今回は、ハリー視点です。
―――――――――――――――――――――――――――――――――――――――
今日は、せっかくのホグズミード村へ行ける日なのに、風と雪が容赦なく窓を叩いている。僕は、ウィーズリーおばさんの手編みのセーターを何枚も重ね着し、マントやマフラーと手袋も用意し、完全防寒したつもりだったのに、まだ寒かった。
風と雪が舞う中を、僕はロンとハーマイオニーと一緒に歩く。顔の下半分にマフラーを巻きつけていたけど、さらされている肌がヒリヒリと痛み、すぐにかじかんだ。村までの道は、刺すような向かい風に身体を折り曲げて進む生徒でいっぱいだった。暖かな談話室で過ごした方がよかったのではないか……という考えが、何度も脳裏を横切る。ようやくホグズミードに到着しても、去年までの華が咲いたような賑やかさは、どこにも見当たらない。お気に入りの店だった『ゾンコの悪戯専門店』に板が打ち付けられている。

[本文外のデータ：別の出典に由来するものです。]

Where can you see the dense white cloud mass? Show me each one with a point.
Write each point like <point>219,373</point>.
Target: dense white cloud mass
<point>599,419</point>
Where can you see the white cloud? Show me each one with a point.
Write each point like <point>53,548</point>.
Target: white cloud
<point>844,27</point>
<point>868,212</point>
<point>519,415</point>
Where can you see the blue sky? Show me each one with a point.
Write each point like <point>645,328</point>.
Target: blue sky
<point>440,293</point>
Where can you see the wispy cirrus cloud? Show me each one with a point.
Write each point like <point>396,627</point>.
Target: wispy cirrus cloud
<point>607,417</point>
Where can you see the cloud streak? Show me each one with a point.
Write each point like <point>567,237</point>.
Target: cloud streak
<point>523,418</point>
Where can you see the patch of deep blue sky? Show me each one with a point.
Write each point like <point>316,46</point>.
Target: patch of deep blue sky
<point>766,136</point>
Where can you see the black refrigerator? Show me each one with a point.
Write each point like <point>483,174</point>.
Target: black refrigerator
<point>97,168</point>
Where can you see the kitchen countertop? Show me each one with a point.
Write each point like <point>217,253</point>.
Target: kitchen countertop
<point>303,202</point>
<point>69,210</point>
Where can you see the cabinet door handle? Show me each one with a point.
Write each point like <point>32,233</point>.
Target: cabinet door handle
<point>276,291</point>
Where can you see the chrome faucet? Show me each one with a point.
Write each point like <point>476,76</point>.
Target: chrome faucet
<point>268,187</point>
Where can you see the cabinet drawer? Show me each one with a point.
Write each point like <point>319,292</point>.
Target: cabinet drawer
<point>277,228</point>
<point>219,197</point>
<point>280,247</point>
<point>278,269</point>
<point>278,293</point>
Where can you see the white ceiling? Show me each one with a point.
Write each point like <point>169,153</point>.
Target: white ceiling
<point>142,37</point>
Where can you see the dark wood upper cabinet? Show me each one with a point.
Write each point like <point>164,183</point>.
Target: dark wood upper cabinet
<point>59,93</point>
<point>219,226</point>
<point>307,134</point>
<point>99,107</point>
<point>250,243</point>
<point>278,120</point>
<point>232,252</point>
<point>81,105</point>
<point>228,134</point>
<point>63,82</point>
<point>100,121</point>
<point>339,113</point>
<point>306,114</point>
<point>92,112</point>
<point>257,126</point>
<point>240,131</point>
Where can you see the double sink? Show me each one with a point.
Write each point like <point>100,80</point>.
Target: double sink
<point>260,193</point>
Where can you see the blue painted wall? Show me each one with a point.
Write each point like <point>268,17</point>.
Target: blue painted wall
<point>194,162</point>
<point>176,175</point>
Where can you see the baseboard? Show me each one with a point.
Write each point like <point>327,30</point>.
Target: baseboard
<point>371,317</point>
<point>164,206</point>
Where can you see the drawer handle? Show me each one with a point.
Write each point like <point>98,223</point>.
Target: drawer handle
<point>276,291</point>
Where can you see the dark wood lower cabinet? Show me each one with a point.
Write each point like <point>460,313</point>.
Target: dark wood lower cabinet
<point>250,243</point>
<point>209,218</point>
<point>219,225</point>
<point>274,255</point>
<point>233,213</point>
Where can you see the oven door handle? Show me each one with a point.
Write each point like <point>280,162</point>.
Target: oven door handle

僕も、ロンもハーマイオニーも口を開かない。黙って身を縮ませ、ダイアゴン横丁と同様に変わり果てたホグズミード村を歩いた。どこの店も先程の悪戯専門店みたいに、板が乱雑に打ち付けられている。そして、その上からダイアゴン横丁みたいに、この夏に配布された紫色のポスターとだが、まだ手配中の『死喰い人』の動くモノクロ写真が張り付けられていた。『もう帰ろうか』という言葉が喉の辺りまで出てきたとき、ロンが手袋に分厚く包まれた手で、お菓子の専門店『ハニーデュークス』を指した。ありがたいことに、開いている。僕とハーマイオニーは、ロンの進む後を、よろめきながら歩いた。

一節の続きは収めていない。